11. His Lordship held that the possibility of the husband's version was not excluded by the materials upon the record and gave effect to his plea, There is yet another line of defence open to the appellant and that line has been made available to him by the admission of Mt. Vidya Wati. She admits that the deceased did not raise an alarm, nor did she. The deceased was a healthy Jat girl living in a village. It is not surprising if she was a full grown girl It is again not surprising if she was a consenting party to the overtures of the appellant. If this is so, the case assumes a different complexion. If she was a consenting party, there was no occasion for the accused to exercise any force, much less to throttle or to kill her. The crime then will be traced not to the appellant but either to Sheodan or to Karan or to both. The medical examination does not rule out cohabitation by more than one man. And the injuries on the person of Sheodan do not completely negative his complicity in the crime. Indeed, the evidence of Vidya Wati which goes a long way in favour of the theory of consent, if it does not fasten the guilt on Sheodan and Karan, at least throws doubt on the guilt of the appellant.

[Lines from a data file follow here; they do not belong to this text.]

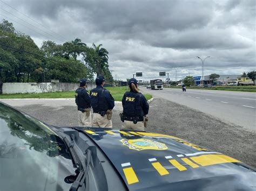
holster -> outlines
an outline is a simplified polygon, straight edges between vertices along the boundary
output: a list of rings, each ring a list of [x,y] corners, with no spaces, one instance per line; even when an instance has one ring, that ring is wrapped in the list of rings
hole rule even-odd
[[[84,111],[86,113],[87,117],[90,116],[90,112],[91,111],[91,108],[85,108],[84,109]]]
[[[100,111],[100,112],[99,112],[99,114],[100,114],[100,115],[102,117],[104,117],[106,115],[106,111]]]
[[[120,118],[121,119],[122,122],[124,122],[124,115],[123,114],[123,113],[120,113],[119,116],[120,116]]]
[[[146,128],[147,126],[147,122],[149,121],[149,117],[145,116],[144,117],[144,121],[143,121],[143,123],[144,124],[144,127]]]
[[[107,118],[108,120],[111,119],[112,118],[112,109],[108,109],[107,110]]]
[[[132,118],[133,119],[133,123],[134,124],[136,124],[139,121],[139,117],[133,117]]]

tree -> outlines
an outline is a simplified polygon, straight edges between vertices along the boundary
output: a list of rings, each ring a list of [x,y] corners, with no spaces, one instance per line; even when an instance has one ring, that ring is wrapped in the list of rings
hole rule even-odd
[[[247,73],[247,76],[253,81],[253,85],[255,86],[255,78],[256,77],[256,72],[253,70]]]
[[[241,76],[241,77],[247,77],[246,73],[245,73],[245,72],[244,72],[242,73],[242,75]]]
[[[212,80],[214,80],[216,79],[218,77],[220,77],[220,75],[219,74],[216,74],[215,73],[212,74],[209,76],[209,79],[212,79]]]
[[[190,86],[194,84],[194,80],[193,76],[187,76],[183,80],[183,82],[186,86]]]
[[[92,46],[94,48],[96,55],[94,58],[95,63],[96,66],[95,67],[95,70],[96,72],[97,75],[103,75],[103,71],[109,70],[108,59],[109,52],[104,48],[101,48],[102,44],[99,44],[98,46],[95,45],[93,43]]]

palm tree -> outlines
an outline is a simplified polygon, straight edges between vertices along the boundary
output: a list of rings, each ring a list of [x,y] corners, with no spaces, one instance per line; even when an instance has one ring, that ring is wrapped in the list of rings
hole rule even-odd
[[[92,46],[96,53],[96,58],[95,58],[95,62],[96,63],[97,75],[103,75],[104,71],[107,70],[109,68],[108,59],[109,52],[104,48],[102,48],[102,44],[98,46],[95,45],[94,43]]]

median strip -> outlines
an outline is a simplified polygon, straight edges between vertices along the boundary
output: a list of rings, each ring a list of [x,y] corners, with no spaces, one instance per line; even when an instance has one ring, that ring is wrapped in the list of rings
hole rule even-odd
[[[248,106],[248,105],[242,105],[242,106],[246,107],[247,108],[255,108],[255,107],[252,107],[252,106]]]

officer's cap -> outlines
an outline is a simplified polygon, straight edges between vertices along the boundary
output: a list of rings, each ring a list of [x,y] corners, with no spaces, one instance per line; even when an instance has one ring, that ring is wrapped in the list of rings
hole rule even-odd
[[[131,85],[132,83],[133,83],[135,85],[138,84],[138,82],[137,81],[137,80],[134,78],[131,78],[129,80],[129,85]]]
[[[85,84],[88,83],[88,80],[87,79],[83,78],[83,79],[80,80],[80,86],[84,86]]]
[[[96,82],[97,86],[100,85],[104,81],[105,81],[105,79],[103,76],[97,76],[95,79],[95,82]]]

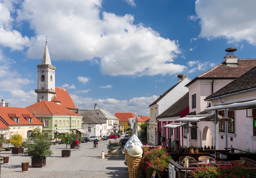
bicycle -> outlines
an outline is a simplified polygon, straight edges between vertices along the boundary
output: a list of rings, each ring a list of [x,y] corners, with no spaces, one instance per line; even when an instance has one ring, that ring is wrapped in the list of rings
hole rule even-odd
[[[93,146],[92,147],[93,147],[93,148],[94,149],[95,148],[97,148],[97,149],[98,149],[98,144],[96,144],[96,146],[95,146],[95,144],[93,144]]]
[[[81,150],[81,149],[82,149],[82,147],[81,147],[81,146],[79,145],[79,146],[78,145],[76,145],[75,147],[74,148],[74,149],[75,150],[75,151],[76,151],[77,150],[77,149],[79,150]]]

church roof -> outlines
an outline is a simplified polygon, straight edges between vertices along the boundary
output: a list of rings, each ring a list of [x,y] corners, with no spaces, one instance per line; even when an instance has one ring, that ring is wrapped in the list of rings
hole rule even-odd
[[[40,120],[34,116],[26,108],[13,107],[0,107],[0,118],[2,118],[7,125],[42,125]],[[18,123],[11,118],[19,118]],[[28,118],[32,118],[32,123],[29,122]],[[9,127],[4,123],[0,122],[0,128],[8,128]]]
[[[48,51],[48,48],[47,47],[47,44],[45,44],[45,48],[44,49],[44,56],[43,57],[42,64],[52,65],[51,63],[50,55],[49,54],[49,51]]]
[[[34,115],[81,116],[65,107],[52,101],[41,101],[26,108]]]
[[[67,90],[65,89],[55,87],[55,95],[60,101],[61,105],[70,110],[77,109]],[[53,98],[54,99],[54,97]],[[51,101],[56,101],[52,100]]]

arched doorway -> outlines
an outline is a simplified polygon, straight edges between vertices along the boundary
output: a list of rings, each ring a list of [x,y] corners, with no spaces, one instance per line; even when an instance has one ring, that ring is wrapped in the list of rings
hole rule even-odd
[[[208,146],[211,147],[212,145],[212,133],[211,130],[208,127],[205,127],[204,129],[202,136],[202,146],[203,147],[205,145],[206,147]]]
[[[156,130],[155,130],[155,140],[154,145],[157,145],[158,143],[158,137],[157,137],[157,132]]]

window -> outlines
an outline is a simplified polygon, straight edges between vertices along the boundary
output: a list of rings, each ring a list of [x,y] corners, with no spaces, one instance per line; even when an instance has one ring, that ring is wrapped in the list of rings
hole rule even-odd
[[[49,127],[49,120],[44,120],[44,126],[45,127]]]
[[[178,129],[175,129],[175,130],[178,130]],[[183,127],[183,138],[187,138],[187,127]]]
[[[224,110],[219,111],[218,114],[221,116],[225,116]],[[228,122],[227,132],[231,134],[235,133],[235,111],[228,111],[228,117],[233,119],[233,122]],[[225,132],[225,122],[224,121],[219,122],[219,132]]]
[[[196,126],[196,122],[191,122],[191,124],[194,125]],[[191,139],[196,140],[197,139],[196,135],[196,128],[191,128]]]
[[[196,107],[196,94],[194,94],[191,96],[192,97],[192,102],[191,103],[192,109],[195,109]]]

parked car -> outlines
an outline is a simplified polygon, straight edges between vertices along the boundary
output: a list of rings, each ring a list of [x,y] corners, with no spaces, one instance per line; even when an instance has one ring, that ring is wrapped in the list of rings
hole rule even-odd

12. The learned Government Advocate contends that the Crown has adduced such evidence as the circumstances and nature of the case demanded and it is now for the accused to establish his innocence. There is, no doubt, some authority for the above view in Poster's Crown Law (1762) but the trend of subsequent authority, both here and in England, is otherwise. In Robert Stuart Wauchope v. Emperor : AIR1933Cal800 Lort Williams J., delivering the judgment of the Court, said that 'In criminal cases the onus of proving the general issue never shifts.' And Viscount Sankey, in delivering the judgment, in the well-known case in Woolmington v. Director of Public Prosecutions (1935) 1935 A.C. 462, disagreed with the view of Sir Michael Foster and held:
(a) It is the passage in Sir Michael Foster and this summing-up which are usually relied on as the authority 'for the proposition that at some particular time of a criminal case the burden of proof lies on the prisoner to prove his innocence. (p. 480).
(b) Just as there is evidence on behalf of the prosecution so there may be evidence on behalf of the prisoner which may cause a doubt as to his guilt. In either case, he is entitled to the benefit of the doubt. But while the prosecution must prove the guilt of the prisoner, there is no such burden laid on the prisoner to prove his innocence and it is sufficient for him to raise a doubt as to his guilt he is not bound to satisfy the jury of his innocence. (p. 481).
13. In view of what has been said above, the prosecution must, even though there may be some lacuna in the defence, not strictly consistent with the innocence of the accused, still prove his guilt beyond all reasonable doubt. And this the prosecution has not succeeded in doing. We, therefore, allow the appeal, set aside the conviction and sentence and direct the accused to be released forthwith.